If you take a look at other countries which have as an alternative chosen this model of national champions,” Khan added on the time, “they have been left behind.”

However, I had barely mentioned Khan when Khosla became dismissive, calling her an “irrational human being” and accusing her of not understanding the business.

“She shouldn’t be in this role,” Khosla said. “In every country and economic system, it is good to have antitrust laws. However, antitrust laws (that is) over-enforced or over-enforced are bad economic policy. The one thing the United States has over its European rivals is a much more rational business environment. This is why Europeans are no longer the leader in any field of technology; they have simply regulated themselves beyond artificial intelligence, all social media, and all internet startups.”

Of course, if some antitrust enforcement is sweet, but an excessive amount of isn’t good, the query is where to attract the road. At this point, before we parted, I discussed the “abundance” that Altman predicts shall be created by artificial intelligence. At certainly one of TechCrunch’s StrictlyVC events last 12 months, Altman said the “good argument” for artificial intelligence is “so incredibly good that you sound like a really crazy person when you start talking about it.”

Khosla said he believes the identical, but I actually have long wondered how society will enjoy all these advantages if regulators do not get more involved in the event of those corporations. After all, I told Khosla on stage, we now have already seen massive aggregation of wealth and power tied to an increasingly smaller group of corporations and other people. When is enough?

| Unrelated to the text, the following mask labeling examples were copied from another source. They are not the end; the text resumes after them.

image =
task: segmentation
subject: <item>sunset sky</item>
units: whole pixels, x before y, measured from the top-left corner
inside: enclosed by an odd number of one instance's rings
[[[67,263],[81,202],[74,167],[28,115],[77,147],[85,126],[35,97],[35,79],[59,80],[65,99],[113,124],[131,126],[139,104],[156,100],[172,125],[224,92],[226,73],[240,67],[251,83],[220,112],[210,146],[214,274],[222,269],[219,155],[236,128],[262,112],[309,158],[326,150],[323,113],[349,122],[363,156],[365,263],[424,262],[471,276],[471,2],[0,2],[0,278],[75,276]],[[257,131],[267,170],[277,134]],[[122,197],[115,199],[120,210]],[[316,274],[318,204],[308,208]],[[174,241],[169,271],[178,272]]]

In this case, Khosla said the problem concerned him greatly. “I think in 25 years, when I’ll hopefully still be working. . . the need for work will mostly disappear.” Still, while AI should deliver “great abundance, great GDP growth, great productivity – all the things that economists measure,” he said, he worries “more than anything else” about “growing income disparities.” How can we (ensure) a good distribution of the advantages of AI?”

He has a sense where the breaking point could be. “If GDP growth (in the U.S.) increases from the current 2% – currently less than 1% in Europe – to 4%, 5%, 6%, we will have enough abundance to share the wealth and benefits.”

Whether and the way this happens are, after all, even greater questions, and for all his brilliance, Khosla, a self-described techno optimist, did not have the reply. Instead, he thanked the audience for his or her time, then walked off the stage toward the dozen founders gathered within the wings, all hoping to maintain his ear so long as they might.